Updated research shows:
During campaigns (annually):
• 15,100 full-time jobs
• 21,200 temporary roles
Post-campaign (annually):
• 16,700 full-time jobs
• Additional temporary roles tied to production and fulfillment
Across the full 2009–2025 period, that adds up to 1,005,100 jobs total:
• 199,700 full-time jobs during campaigns
• 279,000 temporary roles during campaigns
• 220,100 full-time jobs post-campaign
• 306,300 temporary roles post-campaign
Together, these numbers underscore how Kickstarter supports employment not just at launch, but across the full lifecycle of creative work.
Broader economic ripple effects
Another way to understand Kickstarter’s economic footprint is to look at where creator earnings originate. Updated findings show:
• 58% are attributable to campaign pledges
• 40% of funds are attributable to post-campaign impact
Taken together, this reflects a broader economic ripple effect: campaigns help creators validate demand, finance production, and build audiences, while ongoing sales sustain businesses and careers over time.

An updated view of the creative economy
What starts as a single project on Kickstarter often becomes something larger: a body of work, a business, or a long-term creative practice. Creators return to the platform to deepen their work, expand their teams, and build momentum over time. This updated research reflects what we’ve seen across Kickstarter for years: it serves as infrastructure for the creative economy, giving creators a way to test ideas, pay collaborators, build sustainable practices, and generate lasting economic activity around their work.
In a moment defined by economic uncertainty, rising costs, and increasingly non-linear career paths, Kickstarter continues to offer creators a way to build sustainable work on their own terms.
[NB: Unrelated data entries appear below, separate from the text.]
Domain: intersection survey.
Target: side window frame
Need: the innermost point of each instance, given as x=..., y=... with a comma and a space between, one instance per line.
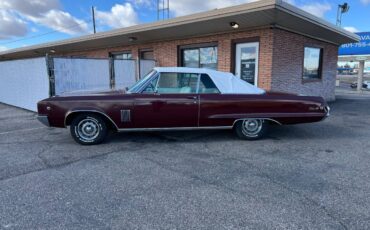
x=199, y=78
x=156, y=76
x=159, y=78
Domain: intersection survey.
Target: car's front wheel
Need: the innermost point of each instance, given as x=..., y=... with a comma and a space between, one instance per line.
x=88, y=129
x=251, y=129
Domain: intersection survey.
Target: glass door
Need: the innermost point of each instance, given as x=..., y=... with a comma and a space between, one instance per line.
x=246, y=62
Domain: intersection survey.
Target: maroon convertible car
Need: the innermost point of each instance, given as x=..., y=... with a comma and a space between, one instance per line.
x=179, y=99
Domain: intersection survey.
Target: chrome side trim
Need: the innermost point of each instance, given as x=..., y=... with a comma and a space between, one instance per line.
x=88, y=111
x=327, y=110
x=173, y=129
x=44, y=120
x=268, y=119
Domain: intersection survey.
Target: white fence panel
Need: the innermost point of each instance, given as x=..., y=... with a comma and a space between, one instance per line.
x=24, y=82
x=73, y=74
x=124, y=73
x=145, y=67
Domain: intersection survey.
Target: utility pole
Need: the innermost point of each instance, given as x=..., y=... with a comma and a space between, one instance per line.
x=93, y=15
x=341, y=10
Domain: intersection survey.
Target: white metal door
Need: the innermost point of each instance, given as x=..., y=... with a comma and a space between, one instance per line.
x=246, y=62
Disclosures and Methodology: We partnered with Doug Noonan, an economics researcher at Indiana University Indianapolis, with a specific focus in the crowdfunding ecosystem. We surveyed 1,565 creators of successful Kickstarter projects within 2–3 years of their campaign deadline, asking about the outcomes they believed their campaigns drove. We statistically weighted survey responses to calibrate the results to be representative of all successful prior campaigns. Next, we calculated the weighted averages for the survey items (e.g., post-campaign revenues, jobs created during the campaign, etc.). To further refine the analysis, we cataloged numerous published academic research articles that described various outcomes associated with running a Kickstarter campaign. We applied the metrics reported in those studies to the entire history of successful campaigns to estimate the cumulative economic and qualitative impact that Kickstarter has precipitated since its founding in 2009.